Sunday, March 6, 2011

Faith as Ethical Alchemy

The Bronx Zoo - New York City

Learning to Live Compassionately

The vase where this verbena’s dying
Was cracked by a lady’s fan’s soft blow.
It must have been the merest grazing:
We heard no sound.  The fissure grew.

The little wound spread while we slept,
Pried deep in the crystal, bit by bit.
A long, slow marching line, it crept
From spreading base to curving lip.

The water oozed out drop by drop,
Bled from the line we’d not seen etched.
The flowers drained out all their sap.
The vase is broken: do not touch.

The quick, sleek hand of one we love
Can tap us with a fan’s soft blow,
And we will break, as surely riven
As that cracked vase.
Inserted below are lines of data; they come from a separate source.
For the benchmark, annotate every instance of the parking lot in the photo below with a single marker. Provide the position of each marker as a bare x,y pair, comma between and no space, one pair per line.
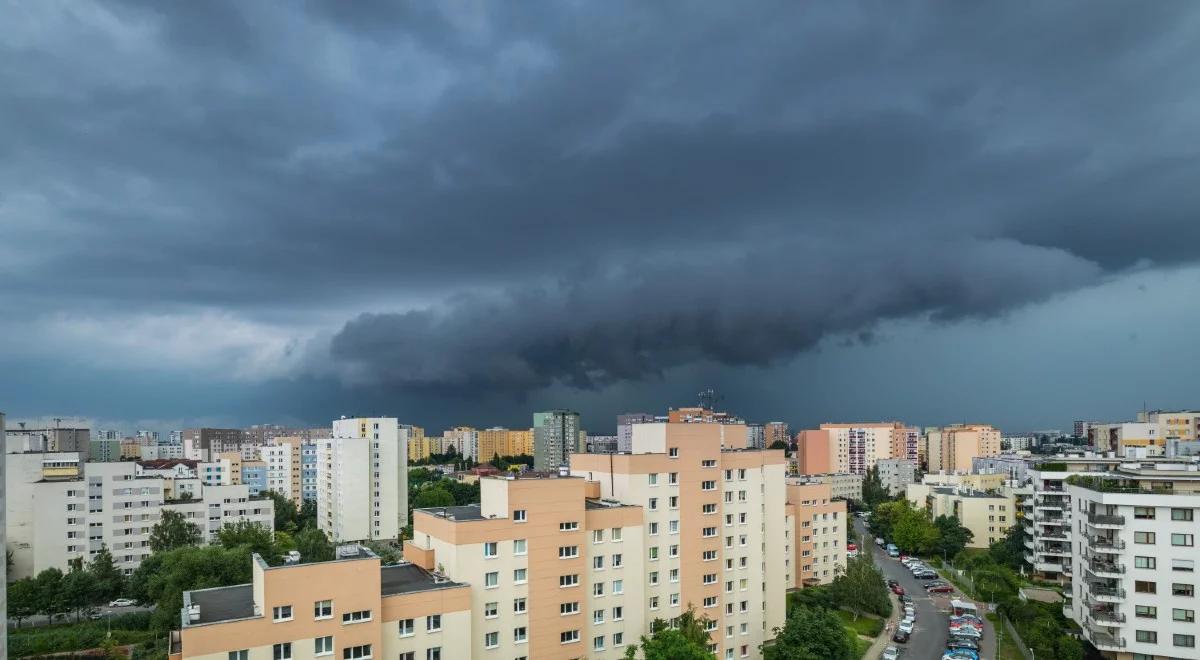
929,636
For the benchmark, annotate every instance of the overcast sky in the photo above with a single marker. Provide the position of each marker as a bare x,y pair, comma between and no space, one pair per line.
462,211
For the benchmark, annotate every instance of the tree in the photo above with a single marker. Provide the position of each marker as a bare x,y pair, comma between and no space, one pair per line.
313,545
286,514
23,599
172,532
862,588
952,537
433,497
251,537
874,493
810,634
109,581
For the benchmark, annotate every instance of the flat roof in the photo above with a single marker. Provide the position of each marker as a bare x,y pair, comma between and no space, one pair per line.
222,604
407,579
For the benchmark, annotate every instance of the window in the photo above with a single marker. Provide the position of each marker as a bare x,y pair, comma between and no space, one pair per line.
323,610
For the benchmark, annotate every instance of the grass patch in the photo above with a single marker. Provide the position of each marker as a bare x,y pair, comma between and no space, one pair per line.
865,625
1008,649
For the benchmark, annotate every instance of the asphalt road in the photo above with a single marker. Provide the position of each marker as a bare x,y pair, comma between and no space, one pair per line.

And no one knows.

The world sees just the hard, curved surface
Of a vase a lady’s fan once grazed,
That slowly drips and bleeds with sadness.
Do not touch the broken vase.

~ The Broken Vase, By Sully Prudomme 
Translated by Robert Archambeau

The epistles of Paul, those actually attributed to him anyways, are filled with love for people.  He taught we can endure all manner of trial including being crucified as martyrs, have faith capable of moving mountains but if we lack charity, none of that matters.

Surprisingly, true religion is not about believing things.  It is said the Jewish rabbi, Hillel, an older contemporary of Jesus, was once approached by a group of pagans.  They said they would convert to Judaism if he could recite the entire Tora while balancing on one leg.  He responded with, “Do not do unto others what you would not have done unto you.  That is the Tora.  The rest is commentary.  Go and learn it.”  (Babylonian Talmud - Shabbat 31a)

Beyond the dogma, endless meetings, planning and herding the faithful, there is an underlying element in Mormonism, and many other religions for that matter, that often goes under appreciated; service.  I’m beginning to understand what religion tries to convey at its best.  It really doesn’t matter what you believe.  Religion is about doing things.  It’s about living in a compassionate way that changes you.  Instead of creeds and beliefs, Judaism and Islam place the emphasis on a collection of practices... like giving alms, prayer, fasting, worship.  These observances are designed to change our inner world.  Each is an opportunity to encounter God.

You also see this in the Gospels.  There is very little doctrine as we now know it.  Jesus isn’t going about giving dissertations on the Godhead, original sin, divinity, or other finer points of doctrine.  He’s going out visiting sinners, traitors, the nonbelieving and unclean... people beneath contempt.  He seemingly valued practice over ideas... much like Buddhism does today.

Religion is a form of ethical alchemy.  As we strive to behave in compassionate ways, it changes us.  Egotism and greed keep us from a knowledge of the divine.  It's not the believing of creeds or the undertaking various sacraments but compassion that allows us the perspective to apprehend the sacred.

The Buddha said that the practice of compassion can introduce us to Nirvana. Jesus said that on the last day, it's those who have visited people who are sick and naked, hungry and in prison, looked after them, who will enter the kingdom of God.  They are the ones who enter God's presence, not those who necessarily have the "correct" theology or the "right" sexual ethics.

So many different faith traditions have come to the conclusion that compassion is the test... it’s the key to exaltation.  I do not believe they all came to this same conclusion out of happenstance.  They came to it because it really does work.

We are at our most creative and wonderful when we are ready to give ourselves away... when we are in the service of others.  Equally, we are the most dangerous, the most unimaginative when we only seek ourselves and our own benefit.  It is in the service of others that we ultimately find ourselves.  When we find ourselves, we find God... not the other way around.